Experimental Study, Results, and Discussion

Eighty-one specimens of circular cross section with different concrete strength and wall thickness were tested under concentric axial quasi-static compressive loading. In these specimens, three parameters were tested: diameters of two, three, and four inches representing tubing with respective D/t ratios of 25.283, 32.598, and 38.948; fly ash compositions of zero, fifteen, twenty, and twenty-five percent mix by weight; and M30 (4.35 ksi compressive strength) and M40 (5.80 ksi compressive strength) grades of cement. Steel tubes were made of mild steel with a specific yield strength of 52.2 ksi and had a length of 340 mm. Nine of the specimens were hollow tubes.

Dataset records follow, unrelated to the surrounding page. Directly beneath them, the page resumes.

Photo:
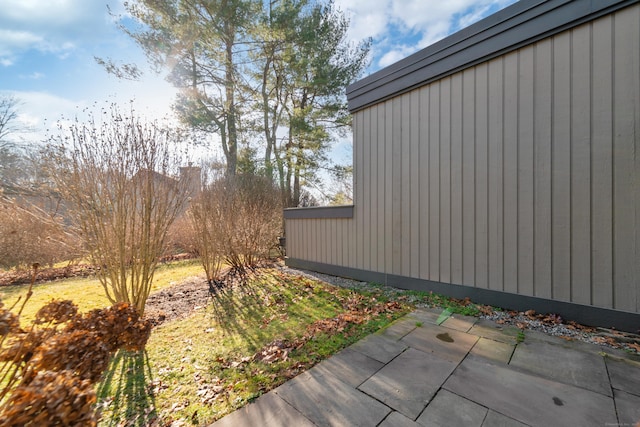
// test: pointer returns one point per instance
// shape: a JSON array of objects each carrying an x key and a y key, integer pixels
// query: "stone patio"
[{"x": 430, "y": 370}]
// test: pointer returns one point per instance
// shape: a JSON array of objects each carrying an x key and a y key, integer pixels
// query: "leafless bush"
[
  {"x": 181, "y": 238},
  {"x": 236, "y": 221},
  {"x": 122, "y": 195},
  {"x": 30, "y": 235}
]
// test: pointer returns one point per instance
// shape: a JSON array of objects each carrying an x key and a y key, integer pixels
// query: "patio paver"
[
  {"x": 528, "y": 398},
  {"x": 409, "y": 382},
  {"x": 412, "y": 376}
]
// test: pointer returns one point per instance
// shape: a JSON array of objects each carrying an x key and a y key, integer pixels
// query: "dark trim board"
[
  {"x": 523, "y": 23},
  {"x": 584, "y": 314},
  {"x": 319, "y": 212}
]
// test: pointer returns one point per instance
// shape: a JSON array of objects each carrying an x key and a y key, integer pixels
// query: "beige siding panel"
[
  {"x": 481, "y": 177},
  {"x": 581, "y": 165},
  {"x": 626, "y": 147},
  {"x": 369, "y": 135},
  {"x": 374, "y": 191},
  {"x": 405, "y": 204},
  {"x": 496, "y": 124},
  {"x": 360, "y": 200},
  {"x": 396, "y": 179},
  {"x": 542, "y": 169},
  {"x": 379, "y": 208},
  {"x": 388, "y": 193},
  {"x": 456, "y": 179},
  {"x": 602, "y": 172},
  {"x": 561, "y": 168},
  {"x": 442, "y": 199},
  {"x": 525, "y": 170},
  {"x": 425, "y": 185},
  {"x": 339, "y": 238},
  {"x": 468, "y": 177},
  {"x": 415, "y": 184},
  {"x": 436, "y": 221},
  {"x": 510, "y": 182}
]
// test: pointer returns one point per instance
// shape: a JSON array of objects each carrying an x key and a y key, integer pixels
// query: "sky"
[{"x": 48, "y": 50}]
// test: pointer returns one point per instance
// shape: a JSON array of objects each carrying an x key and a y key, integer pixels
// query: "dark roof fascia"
[
  {"x": 518, "y": 25},
  {"x": 321, "y": 212}
]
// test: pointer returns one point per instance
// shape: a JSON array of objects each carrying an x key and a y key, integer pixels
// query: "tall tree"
[
  {"x": 307, "y": 65},
  {"x": 12, "y": 158},
  {"x": 203, "y": 42}
]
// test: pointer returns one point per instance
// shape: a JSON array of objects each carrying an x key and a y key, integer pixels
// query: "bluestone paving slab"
[
  {"x": 396, "y": 419},
  {"x": 451, "y": 410},
  {"x": 564, "y": 364},
  {"x": 495, "y": 419},
  {"x": 624, "y": 375},
  {"x": 493, "y": 350},
  {"x": 409, "y": 382},
  {"x": 399, "y": 328},
  {"x": 327, "y": 401},
  {"x": 488, "y": 329},
  {"x": 350, "y": 366},
  {"x": 268, "y": 411},
  {"x": 443, "y": 342},
  {"x": 528, "y": 398},
  {"x": 425, "y": 315},
  {"x": 628, "y": 407},
  {"x": 379, "y": 347},
  {"x": 460, "y": 323}
]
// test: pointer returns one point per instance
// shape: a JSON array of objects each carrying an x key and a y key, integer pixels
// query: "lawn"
[
  {"x": 87, "y": 293},
  {"x": 250, "y": 337}
]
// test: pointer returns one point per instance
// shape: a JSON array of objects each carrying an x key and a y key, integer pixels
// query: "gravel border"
[{"x": 553, "y": 325}]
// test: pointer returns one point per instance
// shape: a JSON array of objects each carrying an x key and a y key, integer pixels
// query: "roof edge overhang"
[{"x": 513, "y": 27}]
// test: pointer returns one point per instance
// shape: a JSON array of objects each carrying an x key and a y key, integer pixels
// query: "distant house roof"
[{"x": 516, "y": 26}]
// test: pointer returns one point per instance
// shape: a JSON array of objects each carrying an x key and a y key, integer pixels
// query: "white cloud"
[
  {"x": 389, "y": 22},
  {"x": 52, "y": 26},
  {"x": 33, "y": 76}
]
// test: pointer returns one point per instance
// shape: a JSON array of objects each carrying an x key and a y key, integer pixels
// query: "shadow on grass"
[
  {"x": 125, "y": 395},
  {"x": 241, "y": 307}
]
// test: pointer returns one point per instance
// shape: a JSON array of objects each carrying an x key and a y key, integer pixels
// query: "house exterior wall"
[{"x": 520, "y": 174}]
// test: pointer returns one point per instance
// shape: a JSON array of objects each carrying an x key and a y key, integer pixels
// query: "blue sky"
[{"x": 47, "y": 50}]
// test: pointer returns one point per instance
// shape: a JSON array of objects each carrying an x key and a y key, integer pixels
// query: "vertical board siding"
[
  {"x": 481, "y": 178},
  {"x": 602, "y": 163},
  {"x": 626, "y": 179},
  {"x": 521, "y": 174},
  {"x": 542, "y": 138}
]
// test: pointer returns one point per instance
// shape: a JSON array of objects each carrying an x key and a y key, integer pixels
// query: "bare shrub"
[
  {"x": 30, "y": 235},
  {"x": 236, "y": 221},
  {"x": 122, "y": 194},
  {"x": 181, "y": 238}
]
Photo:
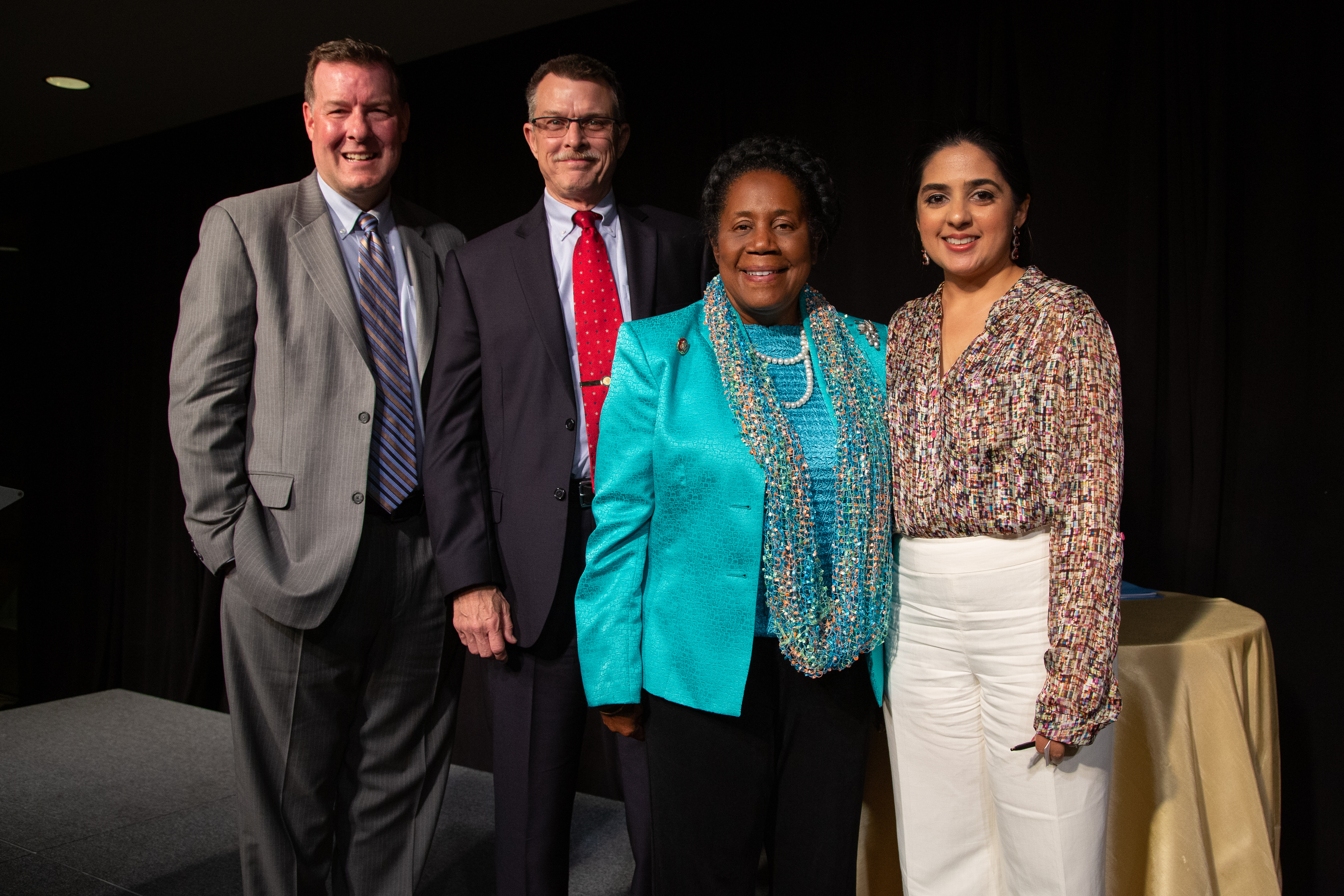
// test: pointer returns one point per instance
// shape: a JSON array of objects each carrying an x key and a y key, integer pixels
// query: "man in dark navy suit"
[{"x": 526, "y": 332}]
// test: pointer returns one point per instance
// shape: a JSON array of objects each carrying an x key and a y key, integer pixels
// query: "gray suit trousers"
[{"x": 343, "y": 733}]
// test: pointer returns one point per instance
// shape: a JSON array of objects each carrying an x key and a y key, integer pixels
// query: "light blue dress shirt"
[
  {"x": 565, "y": 237},
  {"x": 345, "y": 217}
]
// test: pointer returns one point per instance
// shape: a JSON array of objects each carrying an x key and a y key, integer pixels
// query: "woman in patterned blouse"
[{"x": 1006, "y": 445}]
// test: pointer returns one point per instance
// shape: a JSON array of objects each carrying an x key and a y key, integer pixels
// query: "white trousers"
[{"x": 967, "y": 664}]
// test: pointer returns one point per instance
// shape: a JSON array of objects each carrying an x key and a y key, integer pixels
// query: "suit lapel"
[
  {"x": 537, "y": 276},
  {"x": 315, "y": 244},
  {"x": 420, "y": 262},
  {"x": 642, "y": 257}
]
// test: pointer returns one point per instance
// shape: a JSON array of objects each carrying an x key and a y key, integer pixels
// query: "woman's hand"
[
  {"x": 1058, "y": 751},
  {"x": 624, "y": 719}
]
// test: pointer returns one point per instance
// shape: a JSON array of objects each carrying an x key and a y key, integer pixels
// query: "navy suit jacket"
[{"x": 501, "y": 422}]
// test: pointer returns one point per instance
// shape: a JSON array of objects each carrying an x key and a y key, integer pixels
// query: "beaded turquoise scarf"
[{"x": 820, "y": 629}]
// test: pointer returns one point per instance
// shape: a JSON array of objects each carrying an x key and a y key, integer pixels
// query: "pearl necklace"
[{"x": 802, "y": 358}]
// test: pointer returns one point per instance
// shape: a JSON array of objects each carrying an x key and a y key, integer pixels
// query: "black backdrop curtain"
[{"x": 1178, "y": 158}]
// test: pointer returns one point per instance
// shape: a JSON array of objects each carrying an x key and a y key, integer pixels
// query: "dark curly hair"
[{"x": 785, "y": 156}]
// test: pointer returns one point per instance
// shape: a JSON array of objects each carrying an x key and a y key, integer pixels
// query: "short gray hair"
[
  {"x": 576, "y": 66},
  {"x": 350, "y": 50}
]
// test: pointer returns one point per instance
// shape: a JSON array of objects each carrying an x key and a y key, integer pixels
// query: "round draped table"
[{"x": 1194, "y": 796}]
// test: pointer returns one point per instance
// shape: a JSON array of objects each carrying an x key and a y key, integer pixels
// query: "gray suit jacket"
[{"x": 271, "y": 374}]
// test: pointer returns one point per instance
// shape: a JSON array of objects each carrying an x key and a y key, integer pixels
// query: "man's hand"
[
  {"x": 483, "y": 621},
  {"x": 624, "y": 719}
]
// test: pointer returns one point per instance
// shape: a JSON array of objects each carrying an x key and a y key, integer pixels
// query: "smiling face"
[
  {"x": 358, "y": 125},
  {"x": 578, "y": 169},
  {"x": 967, "y": 213},
  {"x": 764, "y": 248}
]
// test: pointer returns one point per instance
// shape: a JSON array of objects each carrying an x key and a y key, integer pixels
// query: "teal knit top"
[{"x": 816, "y": 430}]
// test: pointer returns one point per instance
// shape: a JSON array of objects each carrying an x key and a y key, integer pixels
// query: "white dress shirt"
[
  {"x": 565, "y": 237},
  {"x": 345, "y": 217}
]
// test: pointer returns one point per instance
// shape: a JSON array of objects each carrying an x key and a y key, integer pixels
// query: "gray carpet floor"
[{"x": 116, "y": 793}]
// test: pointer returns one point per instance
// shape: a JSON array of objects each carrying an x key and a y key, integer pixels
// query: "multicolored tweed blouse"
[{"x": 1023, "y": 432}]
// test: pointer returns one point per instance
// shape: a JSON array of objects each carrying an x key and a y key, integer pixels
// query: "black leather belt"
[{"x": 408, "y": 510}]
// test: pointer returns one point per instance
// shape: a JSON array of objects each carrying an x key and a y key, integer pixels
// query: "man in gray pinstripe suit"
[{"x": 307, "y": 324}]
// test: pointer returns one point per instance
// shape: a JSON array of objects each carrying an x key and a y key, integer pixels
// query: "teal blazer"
[{"x": 667, "y": 602}]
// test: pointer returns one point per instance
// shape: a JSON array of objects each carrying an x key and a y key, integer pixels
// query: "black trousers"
[
  {"x": 785, "y": 776},
  {"x": 538, "y": 712}
]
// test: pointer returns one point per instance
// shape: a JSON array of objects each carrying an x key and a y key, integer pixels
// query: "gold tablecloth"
[{"x": 1194, "y": 796}]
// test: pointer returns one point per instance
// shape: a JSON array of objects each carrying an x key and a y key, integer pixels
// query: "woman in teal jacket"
[{"x": 738, "y": 584}]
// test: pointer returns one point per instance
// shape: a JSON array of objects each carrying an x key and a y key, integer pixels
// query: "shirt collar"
[
  {"x": 560, "y": 217},
  {"x": 346, "y": 214}
]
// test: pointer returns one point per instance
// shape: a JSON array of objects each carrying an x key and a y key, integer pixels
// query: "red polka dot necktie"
[{"x": 597, "y": 318}]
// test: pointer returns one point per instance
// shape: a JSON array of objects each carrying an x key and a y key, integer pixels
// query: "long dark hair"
[{"x": 1006, "y": 152}]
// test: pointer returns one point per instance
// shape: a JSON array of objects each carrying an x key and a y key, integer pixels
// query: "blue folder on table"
[{"x": 1131, "y": 592}]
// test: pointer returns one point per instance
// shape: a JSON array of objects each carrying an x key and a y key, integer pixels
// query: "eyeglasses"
[{"x": 592, "y": 127}]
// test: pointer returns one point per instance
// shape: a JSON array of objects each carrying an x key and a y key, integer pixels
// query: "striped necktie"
[{"x": 392, "y": 457}]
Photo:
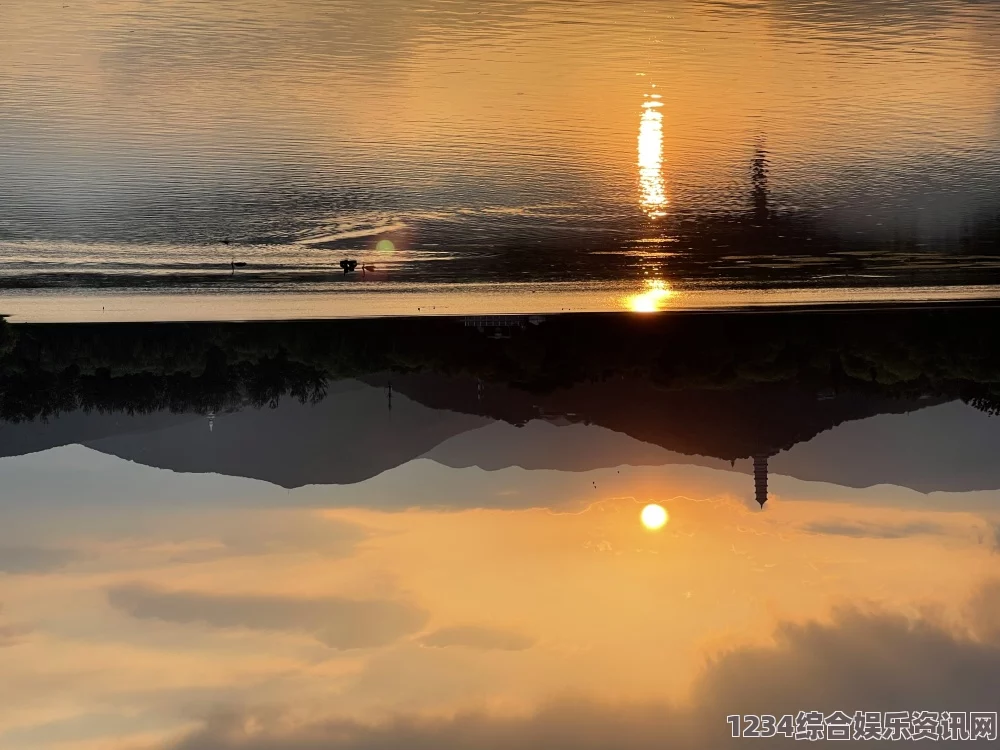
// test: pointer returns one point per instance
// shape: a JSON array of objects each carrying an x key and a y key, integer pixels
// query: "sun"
[
  {"x": 653, "y": 299},
  {"x": 654, "y": 517}
]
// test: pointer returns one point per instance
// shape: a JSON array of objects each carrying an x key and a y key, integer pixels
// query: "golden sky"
[{"x": 128, "y": 618}]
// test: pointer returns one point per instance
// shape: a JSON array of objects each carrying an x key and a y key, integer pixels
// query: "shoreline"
[{"x": 473, "y": 300}]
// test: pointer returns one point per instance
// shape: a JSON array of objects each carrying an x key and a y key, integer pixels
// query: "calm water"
[
  {"x": 740, "y": 143},
  {"x": 403, "y": 534}
]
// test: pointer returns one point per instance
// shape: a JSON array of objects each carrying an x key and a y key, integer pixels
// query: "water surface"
[
  {"x": 792, "y": 142},
  {"x": 427, "y": 533}
]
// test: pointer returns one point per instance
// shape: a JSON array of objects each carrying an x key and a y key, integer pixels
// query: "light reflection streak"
[
  {"x": 652, "y": 300},
  {"x": 653, "y": 195}
]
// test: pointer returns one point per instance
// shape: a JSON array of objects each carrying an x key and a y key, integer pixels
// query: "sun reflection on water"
[
  {"x": 653, "y": 299},
  {"x": 653, "y": 195}
]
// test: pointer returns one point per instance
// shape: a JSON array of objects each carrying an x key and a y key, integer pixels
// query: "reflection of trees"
[{"x": 45, "y": 370}]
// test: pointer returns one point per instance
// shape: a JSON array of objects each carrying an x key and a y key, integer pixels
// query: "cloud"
[
  {"x": 861, "y": 530},
  {"x": 874, "y": 661},
  {"x": 11, "y": 635},
  {"x": 339, "y": 623},
  {"x": 474, "y": 636},
  {"x": 27, "y": 560}
]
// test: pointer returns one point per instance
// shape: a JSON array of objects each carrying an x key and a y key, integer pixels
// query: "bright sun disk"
[{"x": 654, "y": 517}]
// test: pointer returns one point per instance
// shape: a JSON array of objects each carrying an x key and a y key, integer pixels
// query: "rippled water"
[{"x": 791, "y": 140}]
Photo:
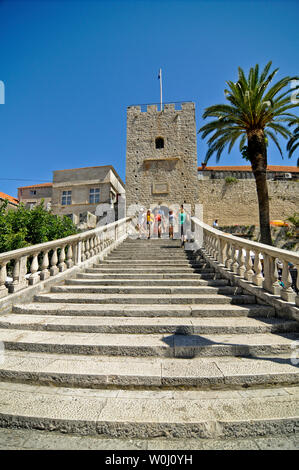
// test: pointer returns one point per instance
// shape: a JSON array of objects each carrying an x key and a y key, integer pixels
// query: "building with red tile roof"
[
  {"x": 12, "y": 201},
  {"x": 245, "y": 171}
]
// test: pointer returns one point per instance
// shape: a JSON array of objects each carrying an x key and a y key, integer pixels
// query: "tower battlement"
[
  {"x": 155, "y": 107},
  {"x": 161, "y": 154}
]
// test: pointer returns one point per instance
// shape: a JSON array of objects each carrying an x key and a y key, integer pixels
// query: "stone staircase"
[{"x": 149, "y": 343}]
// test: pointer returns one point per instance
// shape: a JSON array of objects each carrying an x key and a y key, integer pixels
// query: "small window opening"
[{"x": 159, "y": 143}]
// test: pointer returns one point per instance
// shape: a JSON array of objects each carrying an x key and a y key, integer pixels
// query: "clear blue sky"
[{"x": 71, "y": 68}]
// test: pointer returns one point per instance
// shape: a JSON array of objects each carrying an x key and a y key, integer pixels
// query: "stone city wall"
[{"x": 236, "y": 203}]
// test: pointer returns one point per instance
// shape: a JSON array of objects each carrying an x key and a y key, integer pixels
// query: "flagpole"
[{"x": 160, "y": 75}]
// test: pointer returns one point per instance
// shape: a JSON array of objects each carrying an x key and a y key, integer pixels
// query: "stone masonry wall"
[
  {"x": 237, "y": 203},
  {"x": 150, "y": 170}
]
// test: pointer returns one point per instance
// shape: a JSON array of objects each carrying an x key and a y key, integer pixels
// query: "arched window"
[{"x": 159, "y": 143}]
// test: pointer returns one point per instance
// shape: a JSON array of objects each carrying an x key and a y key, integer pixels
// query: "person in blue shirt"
[{"x": 182, "y": 221}]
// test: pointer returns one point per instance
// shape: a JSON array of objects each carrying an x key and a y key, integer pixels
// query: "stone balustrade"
[
  {"x": 30, "y": 265},
  {"x": 255, "y": 262}
]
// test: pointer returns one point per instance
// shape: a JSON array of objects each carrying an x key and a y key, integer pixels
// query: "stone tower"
[{"x": 161, "y": 164}]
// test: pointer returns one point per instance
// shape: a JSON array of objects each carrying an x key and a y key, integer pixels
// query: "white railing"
[
  {"x": 255, "y": 262},
  {"x": 30, "y": 265}
]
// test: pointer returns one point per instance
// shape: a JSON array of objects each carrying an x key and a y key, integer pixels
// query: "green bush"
[
  {"x": 231, "y": 180},
  {"x": 24, "y": 227}
]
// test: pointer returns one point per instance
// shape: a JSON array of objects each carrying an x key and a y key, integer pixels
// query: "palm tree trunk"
[{"x": 257, "y": 153}]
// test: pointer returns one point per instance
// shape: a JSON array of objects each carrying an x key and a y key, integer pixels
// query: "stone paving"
[
  {"x": 22, "y": 439},
  {"x": 147, "y": 364}
]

During the experiment, all the two inch diameter specimens collapsed by Euler buckling while the three and four inch diameter specimens collapsed due to triggering of local buckling. It was observed that the strength of the concrete in the CFT reduced with increase in percentage of fly ash up until twenty percent. However, at twenty-five percent fly ash composition, the strength was observed to be higher than at fifteen and twenty percent. Smaller D/t ratios were found to provide good confinement effect to the concrete. Carrying capacity of the steel tube per unit volume decreases as the D/t ratio increases.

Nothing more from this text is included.